Student crafts own good-bye to teacher

4/10/2003

When Rob McClure sits at the piano, he's off on a journey with no map.

“I don't usually know what I'm going to do. I just kind of play,” says the Start High senior.

On a Tuesday in late February, Rob went home after rehearsing with the school band for an upcoming contest, and found himself at the keyboard.

“I just played the very first opening notes, and then I immediately started writing more [on the computer],” the young composer explains.

That night, Rob finished nearly half of the piece he calls Requiem, a work for full band and orchestra that debuts tonight - and which Rob no doubt wishes he'd never had cause to write.

When Start's band and orchestra perform tonight in the auditorium, they do so in memory of Robert Haddad, the 49-year-old music teacher whose death Feb. 25 sent students and colleagues reeling.

“We all knew he'd been sick,” says choir director Karen Vollmer, “but no one expected this.”

Awaiting a liver transplant, Mr. Haddad died the week he was to retire. Principal Mike Kedzierski called the hospital that Tuesday and hung up the phone under the impression that his music teacher was doing better.

For those arriving at school that night, news of Mr. Haddad's death shaded the music in ways no one ever expected.

“A lot of us, myself included, we didn't even know until we got to school,” says interim band director Andy Fritz. “It was emotional, but we decided Rob [Haddad] would have wanted us to go on. And I thought it was the best they've done in the two years I've been here.”

Nearly everyone with something to say about Robert Haddad makes two points: He set demanding standards, and wasn't always easy to get along with, and I bet the first point had a lot to do with the second.

“He was constantly getting on people who were slacking off,” says Rob McClure. “But I always felt like I had a good relationship with him, because I always wanted to live up to his standards. He wanted us to be the best.”

Robert Haddad, it seems, honored his students by treating them as serious artists.

When Mr. Haddad died, Rob McClure came to school that night to “a lot of tears flying around the room.” Describing his own numbness, he says: “I really didn't know how to feel.”
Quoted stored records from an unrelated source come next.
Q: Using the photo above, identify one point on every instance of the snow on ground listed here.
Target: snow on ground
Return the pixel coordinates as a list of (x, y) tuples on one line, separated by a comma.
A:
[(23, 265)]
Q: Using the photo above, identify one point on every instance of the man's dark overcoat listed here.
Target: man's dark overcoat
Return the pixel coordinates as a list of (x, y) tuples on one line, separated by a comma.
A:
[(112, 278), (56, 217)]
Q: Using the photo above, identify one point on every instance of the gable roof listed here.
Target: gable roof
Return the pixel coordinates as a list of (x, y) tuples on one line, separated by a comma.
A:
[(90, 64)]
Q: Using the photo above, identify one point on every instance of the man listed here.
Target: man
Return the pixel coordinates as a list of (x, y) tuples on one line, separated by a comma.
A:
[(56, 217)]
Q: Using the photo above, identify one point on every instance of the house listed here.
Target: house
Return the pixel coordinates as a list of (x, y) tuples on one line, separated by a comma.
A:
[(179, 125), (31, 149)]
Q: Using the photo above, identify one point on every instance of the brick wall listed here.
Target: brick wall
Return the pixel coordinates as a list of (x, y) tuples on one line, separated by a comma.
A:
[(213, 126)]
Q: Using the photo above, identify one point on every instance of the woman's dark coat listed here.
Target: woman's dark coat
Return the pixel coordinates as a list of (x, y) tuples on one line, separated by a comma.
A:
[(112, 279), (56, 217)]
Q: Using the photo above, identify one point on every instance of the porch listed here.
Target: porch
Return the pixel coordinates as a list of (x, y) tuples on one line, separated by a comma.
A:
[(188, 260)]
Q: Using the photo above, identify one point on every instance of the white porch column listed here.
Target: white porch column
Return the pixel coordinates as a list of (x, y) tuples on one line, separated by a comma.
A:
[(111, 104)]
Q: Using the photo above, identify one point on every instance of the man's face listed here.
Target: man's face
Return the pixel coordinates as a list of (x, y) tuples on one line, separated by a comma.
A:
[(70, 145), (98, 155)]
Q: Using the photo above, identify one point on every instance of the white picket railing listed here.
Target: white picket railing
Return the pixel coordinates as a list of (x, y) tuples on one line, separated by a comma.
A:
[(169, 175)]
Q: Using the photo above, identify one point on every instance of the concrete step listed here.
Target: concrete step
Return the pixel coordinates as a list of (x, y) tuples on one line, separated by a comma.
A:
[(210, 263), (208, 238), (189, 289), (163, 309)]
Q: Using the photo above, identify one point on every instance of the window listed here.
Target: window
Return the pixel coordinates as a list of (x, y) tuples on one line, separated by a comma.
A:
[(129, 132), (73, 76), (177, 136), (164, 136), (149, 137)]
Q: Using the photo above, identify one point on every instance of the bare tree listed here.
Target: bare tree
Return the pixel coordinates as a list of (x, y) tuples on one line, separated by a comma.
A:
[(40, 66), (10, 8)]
Later at home, the 18-year-old - who plans to teach high school band and orchestra after college - began sorting out his emotions at the keyboard.

Requiem has hymnlike qualities. It begins softly, with what its composer calls “a simple little melody,” then builds.
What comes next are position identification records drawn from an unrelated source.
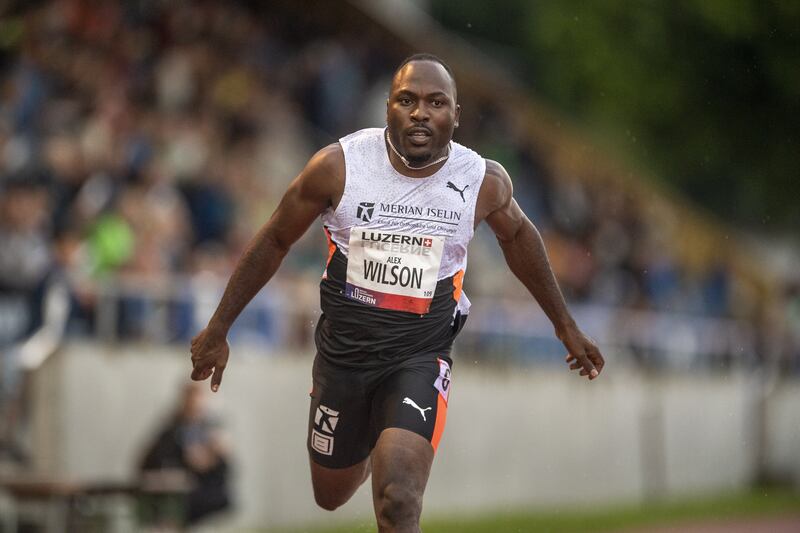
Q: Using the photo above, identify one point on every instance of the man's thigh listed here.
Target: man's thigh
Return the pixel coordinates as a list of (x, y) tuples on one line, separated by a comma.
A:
[(339, 433), (414, 398)]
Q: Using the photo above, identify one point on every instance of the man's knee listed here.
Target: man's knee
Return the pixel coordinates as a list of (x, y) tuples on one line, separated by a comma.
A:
[(330, 501), (398, 505), (334, 487)]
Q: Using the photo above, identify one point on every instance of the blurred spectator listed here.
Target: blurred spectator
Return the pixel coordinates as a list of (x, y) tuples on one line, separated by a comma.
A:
[(33, 299), (185, 472)]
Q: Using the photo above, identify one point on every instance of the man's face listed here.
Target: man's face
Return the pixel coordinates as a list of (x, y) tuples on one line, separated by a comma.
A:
[(421, 111)]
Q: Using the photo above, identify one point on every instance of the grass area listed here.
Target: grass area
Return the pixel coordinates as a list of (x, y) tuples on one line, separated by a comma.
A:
[(760, 502)]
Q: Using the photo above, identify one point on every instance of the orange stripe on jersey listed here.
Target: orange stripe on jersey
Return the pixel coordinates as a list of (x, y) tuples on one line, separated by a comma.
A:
[(441, 419), (458, 280), (331, 250)]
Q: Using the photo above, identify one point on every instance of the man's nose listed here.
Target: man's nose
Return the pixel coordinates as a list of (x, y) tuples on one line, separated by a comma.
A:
[(420, 113)]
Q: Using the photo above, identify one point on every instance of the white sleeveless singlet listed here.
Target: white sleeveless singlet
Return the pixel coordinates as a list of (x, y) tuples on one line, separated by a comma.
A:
[(401, 235)]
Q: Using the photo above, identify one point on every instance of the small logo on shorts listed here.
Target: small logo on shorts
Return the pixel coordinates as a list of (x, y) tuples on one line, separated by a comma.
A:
[(321, 443), (326, 419), (442, 382), (409, 401), (365, 211)]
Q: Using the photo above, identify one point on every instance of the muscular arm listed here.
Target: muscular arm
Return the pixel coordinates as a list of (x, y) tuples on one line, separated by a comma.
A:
[(317, 187), (526, 256)]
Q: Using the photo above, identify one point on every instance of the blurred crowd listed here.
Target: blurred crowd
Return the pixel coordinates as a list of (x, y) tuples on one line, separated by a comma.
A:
[(143, 143)]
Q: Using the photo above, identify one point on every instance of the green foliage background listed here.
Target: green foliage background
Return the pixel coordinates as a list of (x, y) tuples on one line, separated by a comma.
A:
[(705, 94)]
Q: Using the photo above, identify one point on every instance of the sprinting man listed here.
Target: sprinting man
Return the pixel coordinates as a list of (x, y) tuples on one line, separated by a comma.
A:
[(399, 206)]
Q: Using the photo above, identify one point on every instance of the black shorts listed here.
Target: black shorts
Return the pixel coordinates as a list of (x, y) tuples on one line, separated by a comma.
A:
[(350, 407)]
“Right when you think it's about to end,” says Rob, “all sound just cuts off, and you hear a string quartet playing. And that's what Mr. Haddad did most; he was a violin player and violist.”

Requiem is one of several pieces that are on the program, which begins at 7 o'clock tonight. Admission is free, but donations will go to a memorial fund.

“The concert was all the students' idea,” says Ms. Vollmer. “They wanted to pay tribute.”